Plugging that value back into the formula in the numerator, I get:

$$ \frac{4\%}{10\%} \times 10\% = 4\%$$

Is this correct? If I am sure of this then I can finish the problem with more confidence.

Answer 1

There is no need to calculate $\mathsf P(E\mid F_1)$.   It is what you were given as the probability of a unit of clothes being defective when it is made by person 1.

You have been given : $\mathsf P(F_1)= 10\% \\ \mathsf P(F_2)=30\% \\ \mathsf P(F_3)=60\%\\\mathsf P(E\mid F_1)=4\%\\\mathsf P(E\mid F_2)= 3\% \\\mathsf P(E\mid F_3)=2\%$

Plug them into the formula to obtain: $$\mathsf P(F_1\mid E) = \dfrac{\mathsf P(E\mid F_1)~\mathsf P(F_1)}{\mathsf P(E\mid F_1)~\mathsf P(F_1)+\mathsf P(E\mid F_2)~\mathsf P(F_2)+\mathsf P(E\mid F_3)~\mathsf P(F_3)}$$

Answer 2

Let's consider a sample case. Persons 1, 2, and 3 make a total of 1000 shirts.

This means that:

• Person 1 makes 100 shirts.
• Person 2 makes 300 shirts.
• Person 3 makes 600 shirts.

Now, each of them make some defective shirts. Using the percentages you listed above:

• Person 1 makes 100*0.04 = 4 defective shirts.
• Person 2 makes 300*0.03 = 9 defective shirts.
• Person 3 makes 600*0.02 = 12 defective shirts.

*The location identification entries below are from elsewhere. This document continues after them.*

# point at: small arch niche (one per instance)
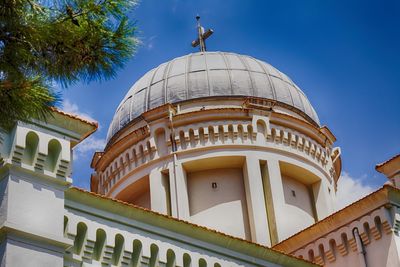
(187, 260)
(31, 145)
(53, 155)
(170, 258)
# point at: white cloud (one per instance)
(73, 108)
(350, 189)
(88, 146)
(150, 42)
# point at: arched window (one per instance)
(99, 244)
(118, 249)
(31, 145)
(53, 155)
(170, 258)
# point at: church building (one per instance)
(212, 159)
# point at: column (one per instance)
(323, 203)
(256, 202)
(158, 192)
(275, 199)
(179, 193)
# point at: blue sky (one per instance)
(343, 54)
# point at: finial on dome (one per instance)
(202, 36)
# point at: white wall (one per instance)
(298, 208)
(223, 208)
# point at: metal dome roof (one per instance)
(206, 74)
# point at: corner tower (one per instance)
(221, 140)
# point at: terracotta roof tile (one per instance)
(386, 162)
(74, 116)
(337, 213)
(186, 222)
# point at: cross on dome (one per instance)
(202, 36)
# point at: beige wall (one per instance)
(298, 207)
(222, 208)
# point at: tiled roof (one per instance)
(129, 205)
(338, 214)
(74, 116)
(386, 162)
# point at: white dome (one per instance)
(208, 74)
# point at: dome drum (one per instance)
(209, 74)
(220, 135)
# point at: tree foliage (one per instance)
(44, 41)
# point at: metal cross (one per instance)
(202, 36)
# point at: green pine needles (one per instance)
(45, 41)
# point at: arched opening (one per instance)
(367, 230)
(202, 263)
(240, 133)
(170, 258)
(250, 132)
(65, 225)
(221, 134)
(321, 252)
(149, 150)
(99, 244)
(182, 140)
(211, 134)
(311, 256)
(80, 238)
(53, 155)
(261, 128)
(153, 255)
(142, 156)
(378, 224)
(201, 136)
(192, 138)
(137, 253)
(332, 246)
(161, 142)
(230, 133)
(31, 145)
(187, 260)
(118, 249)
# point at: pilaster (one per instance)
(255, 201)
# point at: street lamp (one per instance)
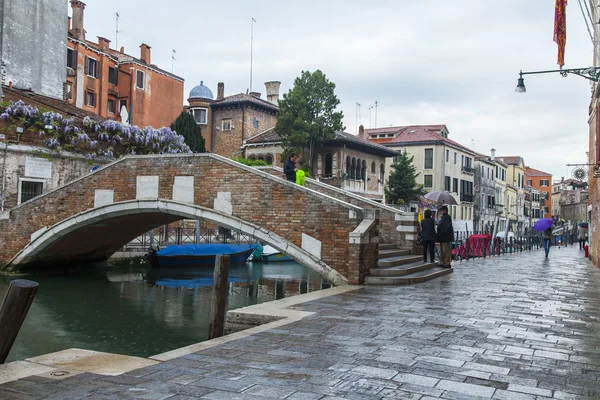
(590, 73)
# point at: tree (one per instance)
(307, 115)
(186, 126)
(402, 185)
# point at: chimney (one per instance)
(273, 92)
(77, 22)
(220, 91)
(104, 43)
(145, 53)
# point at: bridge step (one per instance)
(415, 277)
(402, 270)
(395, 261)
(387, 253)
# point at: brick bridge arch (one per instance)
(341, 235)
(108, 228)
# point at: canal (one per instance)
(139, 311)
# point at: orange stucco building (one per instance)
(543, 182)
(106, 81)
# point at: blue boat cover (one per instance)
(205, 249)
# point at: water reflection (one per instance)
(141, 311)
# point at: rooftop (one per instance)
(412, 134)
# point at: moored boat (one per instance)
(198, 254)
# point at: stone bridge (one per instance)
(91, 218)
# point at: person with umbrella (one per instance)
(545, 225)
(582, 235)
(445, 236)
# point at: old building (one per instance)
(227, 121)
(543, 182)
(442, 163)
(346, 162)
(108, 81)
(32, 45)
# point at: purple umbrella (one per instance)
(543, 224)
(441, 197)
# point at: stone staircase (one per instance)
(398, 267)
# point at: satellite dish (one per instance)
(124, 116)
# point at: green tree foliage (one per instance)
(186, 126)
(402, 185)
(307, 114)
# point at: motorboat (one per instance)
(193, 255)
(268, 253)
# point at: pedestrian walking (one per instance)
(289, 168)
(445, 235)
(547, 235)
(581, 236)
(428, 236)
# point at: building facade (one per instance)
(228, 121)
(346, 162)
(543, 182)
(115, 85)
(32, 45)
(443, 164)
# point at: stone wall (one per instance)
(284, 208)
(33, 45)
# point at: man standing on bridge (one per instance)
(289, 168)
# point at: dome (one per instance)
(201, 92)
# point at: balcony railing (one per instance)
(466, 197)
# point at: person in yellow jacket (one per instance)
(300, 175)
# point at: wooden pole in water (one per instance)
(13, 311)
(219, 297)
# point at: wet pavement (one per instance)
(510, 327)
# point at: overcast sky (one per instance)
(424, 61)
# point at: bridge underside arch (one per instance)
(95, 235)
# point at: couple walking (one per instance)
(444, 235)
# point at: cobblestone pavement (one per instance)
(511, 327)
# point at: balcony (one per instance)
(467, 170)
(466, 197)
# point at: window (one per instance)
(226, 124)
(428, 159)
(111, 105)
(200, 115)
(90, 99)
(113, 75)
(428, 181)
(91, 67)
(71, 59)
(139, 81)
(30, 189)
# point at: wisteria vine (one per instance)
(106, 139)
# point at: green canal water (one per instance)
(135, 310)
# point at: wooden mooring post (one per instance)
(219, 297)
(13, 311)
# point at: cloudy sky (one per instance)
(423, 61)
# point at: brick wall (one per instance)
(273, 204)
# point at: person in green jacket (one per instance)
(445, 236)
(300, 174)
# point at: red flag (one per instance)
(560, 29)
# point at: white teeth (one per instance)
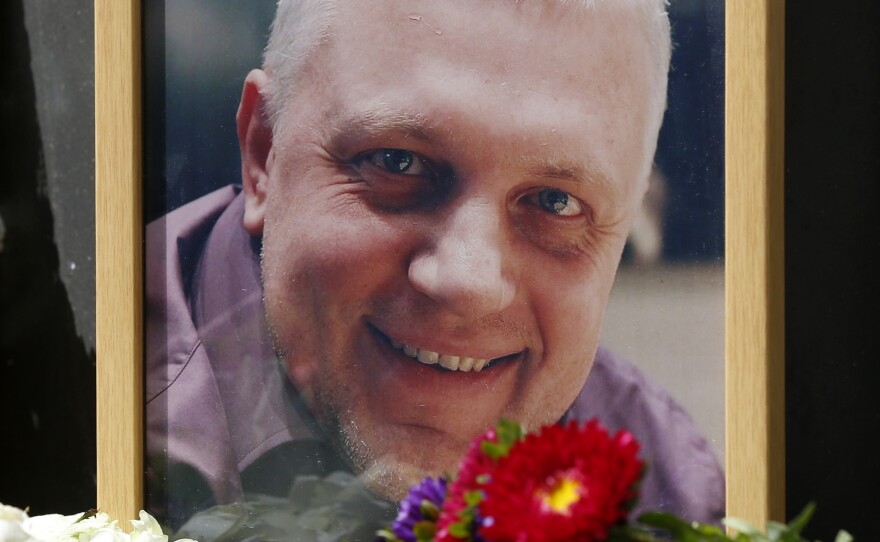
(447, 361)
(466, 364)
(428, 357)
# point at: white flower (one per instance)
(16, 526)
(11, 519)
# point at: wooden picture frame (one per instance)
(754, 258)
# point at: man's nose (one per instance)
(466, 265)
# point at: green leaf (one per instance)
(387, 535)
(429, 510)
(424, 530)
(473, 498)
(681, 530)
(743, 527)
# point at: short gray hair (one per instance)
(300, 27)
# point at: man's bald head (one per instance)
(301, 26)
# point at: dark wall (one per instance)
(47, 278)
(832, 245)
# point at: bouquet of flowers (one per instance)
(564, 483)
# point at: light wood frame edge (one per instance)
(754, 245)
(754, 248)
(118, 258)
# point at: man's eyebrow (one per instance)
(572, 171)
(380, 121)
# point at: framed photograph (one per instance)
(409, 239)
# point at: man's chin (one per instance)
(392, 479)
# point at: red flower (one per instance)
(564, 483)
(474, 471)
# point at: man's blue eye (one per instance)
(394, 160)
(559, 202)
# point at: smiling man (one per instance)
(435, 198)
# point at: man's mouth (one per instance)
(451, 362)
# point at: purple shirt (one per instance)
(223, 420)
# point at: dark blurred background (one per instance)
(47, 407)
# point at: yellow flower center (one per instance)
(562, 493)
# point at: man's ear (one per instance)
(255, 143)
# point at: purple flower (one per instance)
(419, 510)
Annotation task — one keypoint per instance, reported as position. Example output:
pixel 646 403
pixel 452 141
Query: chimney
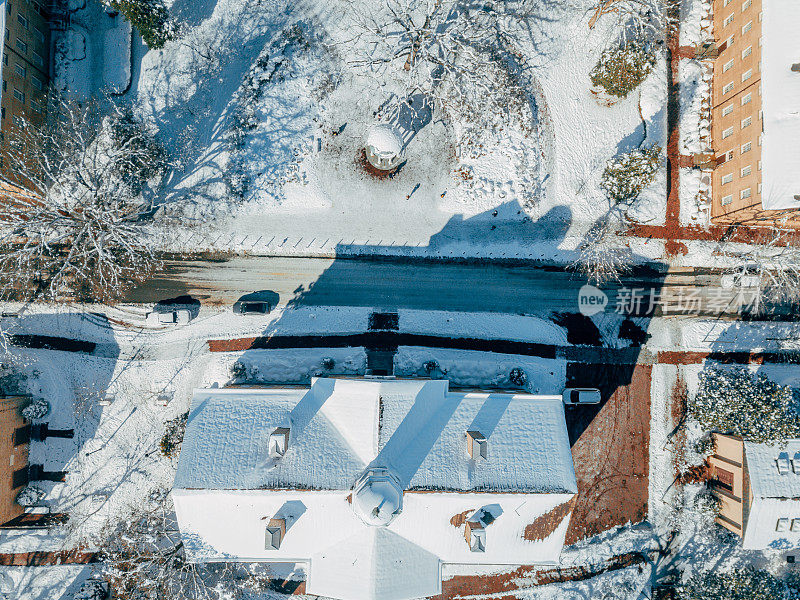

So, there are 4 + 9 + 12 = 25 defective shirts in total.

Of these defective shirts, we're looking for the probability that Person 1 was the unlucky person who made the shirt we pulled.

Well, out of the 25 defective shirts, Person 1 made 4 of them, so 4/25 = 16%.

This is how I like to approach conditional probability problems - consider a fixed number x shirts were made, and bash the probabilities out.

The formula essentially does all the steps we just did in one fell swoop. (:

Let's also take a look at the formula just so you can get some intuition for what it's doing.

The left hand side is $P(F_i|E)$, which in this case is $P(Person 1|Defect)$.

The numerator of the right hand side is $P(E|F_i)*P(F_i)$, which in this case is $P(Defect|Person 1)*P(Person 1)$.

Well, we know $P(Defect|Person 1) = 0.04$ and we know $P(Person 1) = 0.1$.

Likewise, $P(Defect|Person 2) = 0.03$, $P(Person 2) = 0.3$.

Likewise, $P(Defect|Person 3) = 0.02$, $P(Person 2) = 0.6$.

Putting this all together, we get:

$P(Person 1|Defect) = (0.04*0.1)/(0.04*0.1 + 0.03*0.3 + 0.02*0.6) = 0.004/0.025 = 4/25$

Answer 3

I don't believe that is correct.

I will change the letters a little. Let $A_i$ be the event that person $i$ made the cloth, for $i = 1,2,3$, and let $D$, be the event that a cloth was defective. then we are interested in $$P(A_1|D) = \frac{P(A_1,D)}{P(D)}.$$ Regarding the numerator, we want to condition on $A_1$, $$P(A_1,D) = P(D|A_1)P(A_1) = .04(.10) = 0.004.$$

Below is my work $$$$$$$$$$$$$$$$ \begin{align*} P(P(A_1|D) &= \frac{P(A_1D)}{P(D)}\\ &=\frac{P(D|A_1)P(A_1)}{P(A_1D)+P(A_2D)+P(A_3D)}\\ &=\frac{P(D|A_1)P(A_1)}{P(D|A_1)P(A_1)+P(D|A_2)P(A_2)+P(D|A_3)P(A_3)}\tag 1\\ &=\frac{.04(.10)}{.04(.10)+.03(.3)+.02(.6)}\\ &=\frac{4}{25} \end{align*} where in $(1)$ I used the law of total probability in the denominator.